Al margen de la crónica
Escenas de la vida cotidiana

Uno. Juan es un chico enamorado. Hace unos meses conoció a Victoria y, desde entonces, las mariposas no dejan de revolotear en su panza y las fantasías conquistaron sus pensamientos.

Después de dedicarle poemas y canciones, quiso inmortalizar su sentimiento en un graffiti. "¿Qué mejor lugar que la plaza que está cerca de su casa?", pensó. "Vico estremeces mi mundo" con un corazón de aerosol rojo, quedó estampado en un monumento visible.

Dos. La señora Marta no está para bienes. Intenta repartir el tiempo entre el trabajo, los chicos, el marido, la casa y las amigas, sin demasiado éxito. Con tantas cosas en la cabeza, se olvida con facilidad los horarios y momentos en que tiene que sacar la basura.El domingo pasado amaneció con una sorpresa para nada agradable: su vereda estaba atestada de los residuos de toda la semana anterior. Se le pasó, el basurero no pasa los sábados. Tres. Jorge anda todo el día de acá para allá en su auto rojo. Se la pasa protestando por la forma en que manejan los santafesinos.
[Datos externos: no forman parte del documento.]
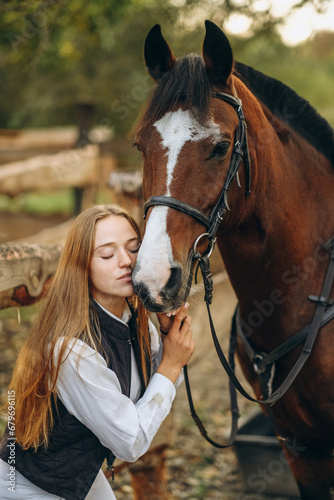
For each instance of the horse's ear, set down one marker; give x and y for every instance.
(217, 54)
(158, 56)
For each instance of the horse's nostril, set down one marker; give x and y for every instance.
(174, 281)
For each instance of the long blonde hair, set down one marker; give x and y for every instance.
(64, 313)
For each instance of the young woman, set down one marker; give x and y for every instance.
(93, 380)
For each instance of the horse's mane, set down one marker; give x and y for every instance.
(292, 109)
(188, 82)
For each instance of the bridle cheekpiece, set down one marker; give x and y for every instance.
(217, 214)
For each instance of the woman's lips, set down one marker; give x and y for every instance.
(126, 277)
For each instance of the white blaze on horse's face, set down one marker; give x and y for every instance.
(155, 258)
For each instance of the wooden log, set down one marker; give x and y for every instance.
(77, 167)
(25, 272)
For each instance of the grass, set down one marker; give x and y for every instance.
(59, 202)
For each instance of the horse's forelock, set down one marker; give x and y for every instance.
(188, 83)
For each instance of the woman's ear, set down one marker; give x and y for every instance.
(217, 54)
(158, 56)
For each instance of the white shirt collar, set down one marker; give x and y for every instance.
(125, 316)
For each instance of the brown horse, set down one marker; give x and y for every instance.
(271, 239)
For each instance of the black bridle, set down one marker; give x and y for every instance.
(217, 214)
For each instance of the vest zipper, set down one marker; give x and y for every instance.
(130, 366)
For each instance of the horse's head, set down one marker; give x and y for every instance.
(187, 137)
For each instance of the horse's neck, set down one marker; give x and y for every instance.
(274, 254)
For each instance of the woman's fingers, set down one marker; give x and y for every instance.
(168, 321)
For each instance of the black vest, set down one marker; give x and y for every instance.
(70, 464)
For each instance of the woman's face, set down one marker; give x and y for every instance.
(115, 251)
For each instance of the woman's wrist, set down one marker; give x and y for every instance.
(172, 373)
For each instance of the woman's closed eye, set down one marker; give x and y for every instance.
(107, 256)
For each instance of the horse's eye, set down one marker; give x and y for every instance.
(220, 150)
(135, 144)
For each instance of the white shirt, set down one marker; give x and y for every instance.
(92, 393)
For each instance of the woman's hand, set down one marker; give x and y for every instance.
(166, 319)
(178, 346)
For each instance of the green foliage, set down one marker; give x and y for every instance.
(54, 53)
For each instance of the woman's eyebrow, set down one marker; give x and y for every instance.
(112, 243)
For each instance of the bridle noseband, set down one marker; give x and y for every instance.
(217, 214)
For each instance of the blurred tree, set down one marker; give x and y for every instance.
(54, 53)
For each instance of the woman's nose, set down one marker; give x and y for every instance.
(124, 259)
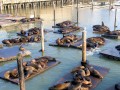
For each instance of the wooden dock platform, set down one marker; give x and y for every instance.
(95, 81)
(50, 64)
(77, 45)
(11, 53)
(111, 53)
(111, 36)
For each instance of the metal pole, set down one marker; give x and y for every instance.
(21, 72)
(77, 13)
(42, 37)
(115, 20)
(84, 46)
(54, 12)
Tiene muchos kilómetros recorridos por el país y el exterior y, asegura, nunca vio nada igual.De tanto mirar los frenéticos movimientos que realizan los otros conductores, se olvida que las sendas peatonales están para eso: para que los peatones puedan cruzar. De vez en cuando pasa algún semáforo en rojo y, casi siempre, se cruza de carril sin usar ninguna seña. Cuatro. Carolina va todos los días al trabajo en colectivo. "Siempre lo mismo", piensa cuando el colectivero va a los tumbos echándose encima de quien se cruce en su camino."íQue incivilizados! Esta ciudad así no cambia más...", reflexiona mientras espera bajar del autobús para deshacerse del boleto que va a parar a la calle. ¿Cómo se llama la obra? Santa Fe, ciudad cordial.Como conclusión lógica de las acciones de Juan, Marta, Jorge y Carolina (por nombrarlos de alguna manera), se puede afirmar que los santafesinos tenemos una muy mala relación con los espacios comunes. Al parecer, dejamos de ser cordiales. Si no piensen qué les dirían a los tantos Juanes (y compañía), y qué haría cada uno de nosotros en sus lugares.